True. But to be fair to the girl, she might not have heard what the woman asked – especially if she was wearing earbuds, listening to something on her phone.
From the article:
“Every Black person I know has some story of when a white person assumed they were staff at a business they were both shopping at.”
Allow me to correct that:
“Every
Blackperson I know has some story of when awhiteperson assumed they were staff at a business they were both shopping at.”What the [redacted] does white/black have to do with that?
There’s a bit from an episode of the Bob Newhart Show, where Bob has a black patient who’s convinced that everybody he meets hates him because he’s black. Bob explains to him that they don’t hate him because he’s black, they hate him because he’s nasty. Patient says something to the effect of “You mean if I were white they’d still hate me?” Bob assures him that’s true, and the patient thanks him, says he feels much better.
A master.
That was, what, thirty years ago? That could never have been done today.
Hilarity abounds… Clearly the Gentleman isn’t from the Northeast. No one of any race assumes anything but the worse of strangers and consider being polite a sign of weakness.
Being polite is a process of exchange in a sane society not a society where the 21st Century Children of 19th Century Agricultural Workers can continue to lament their status while voting slavishly for the Party of Jefferson Davis, The Klan, Copperheads and Segregation.
You mean hate spectacles?
Of course, I just realized that I misspelled one of the tags. How very Don King of me! “But the Volunteriffic Segretation of it all!”
Maybe I should just learn to proof-read just a smidge better. But then, who would make the editors, you know, edit?
Absolootly.
As the Powerline couple (Steve Hayward and Lucretia) bring up all the time, the current CRT is just John C. Calhoun’s theory on race triumphant.
He always looks like he’s about 3 seconds from exploding.
More like 45. TBNS went off the air in the mid/late 70s.
I’ll have to go through my DVD sets and find that episode.
More like 50 years ago: The Bob Newhart Show
Let’s be honest. Elie Mystal is a racist. It’s his rice bowl and he’s done well financially as a result. Unfortunately, our societal elites have been and are encouraging racial bigots of this sort for years.
It can’t be. Am I that old? Dang.
Then he tell us to practice ‘whiteness’ – per the Smithsonian Institution’s National Museum of African American History & Culture as reported by Byron York.
Oh the humanity – the segregationist Ellie Mystal demanding that everyone act white.
The irony – it burns!
Apparently this person lives in 1920s era England. I’ve heard it’s nice.
Woke Police Summoned To Apprehend Elderly White Woman Who Raised Her Voice To Be Heard Through Mask And Over Sound of Running Car
A few months ago I assumed a guy in the broom and mop aisle of the big-box hardware store was an employee, because he had on a shirt with a name tag and a logo, and it had that peculiar sheen I associate with Unitog products. The store’s color scheme was blue. His shirt was blue. He was about my age. I figured, retired guy, doing this to keep busy.
Turns out he did not work there, but was in fact the owner of a local chain of gas station / garages. We had a nice convo about the city’s ridiculous new tobacco legislation.
Since this wasn’t racist, there had to be another ism at work. Classism? I assumed anyone with his name embroidered on a shirt was an employee? Probably, but, so what?

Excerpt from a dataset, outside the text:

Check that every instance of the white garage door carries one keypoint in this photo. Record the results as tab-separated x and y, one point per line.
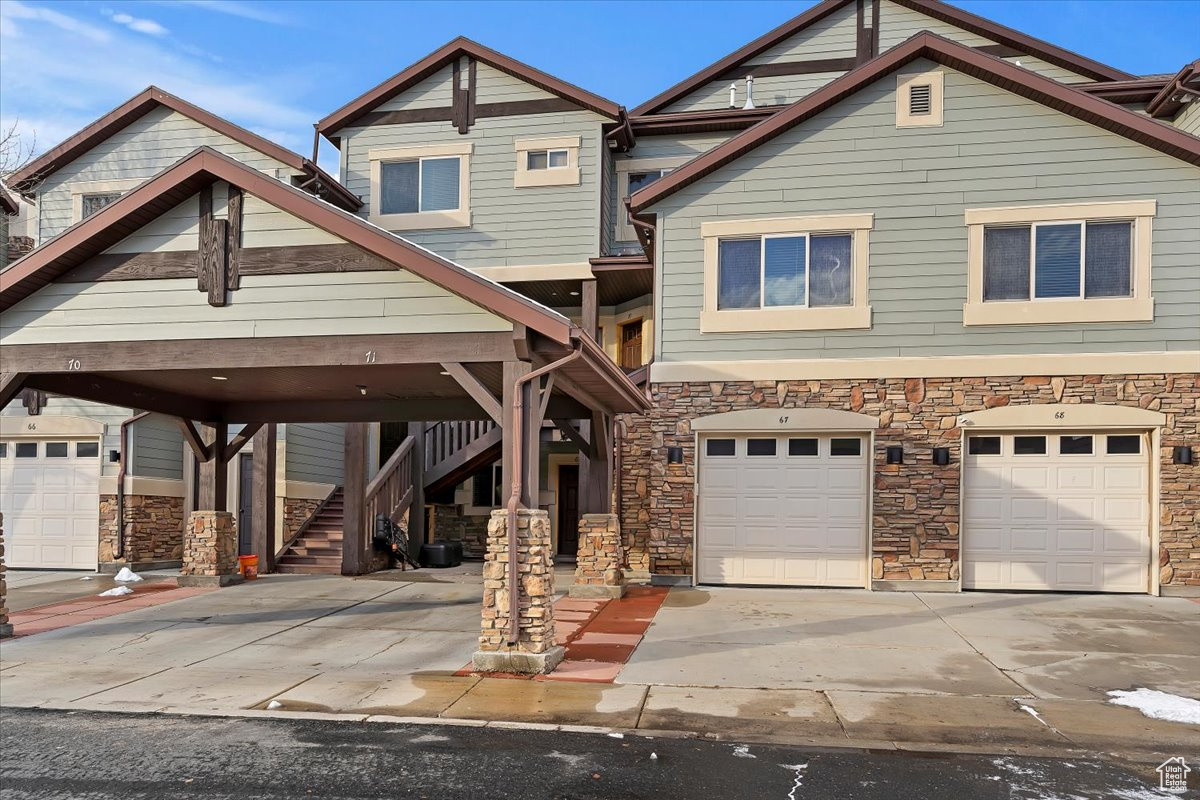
783	510
1056	512
49	493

That’s the case, 99 times out of a 100.
There are many times I’ve been asked ‘do you work here?’ Sometimes I picked the wrong day to wear Best Buy Blue, sometimes the way I am looking at stuff happens to resemble straightening, but often it is just wishful thinking on the part of a customer in need of answer or an item.
And of course I’ve done it to other people as well. I usually say, “sorry, you just looked so knowledgeable/competent…” and get a neutral-positive response.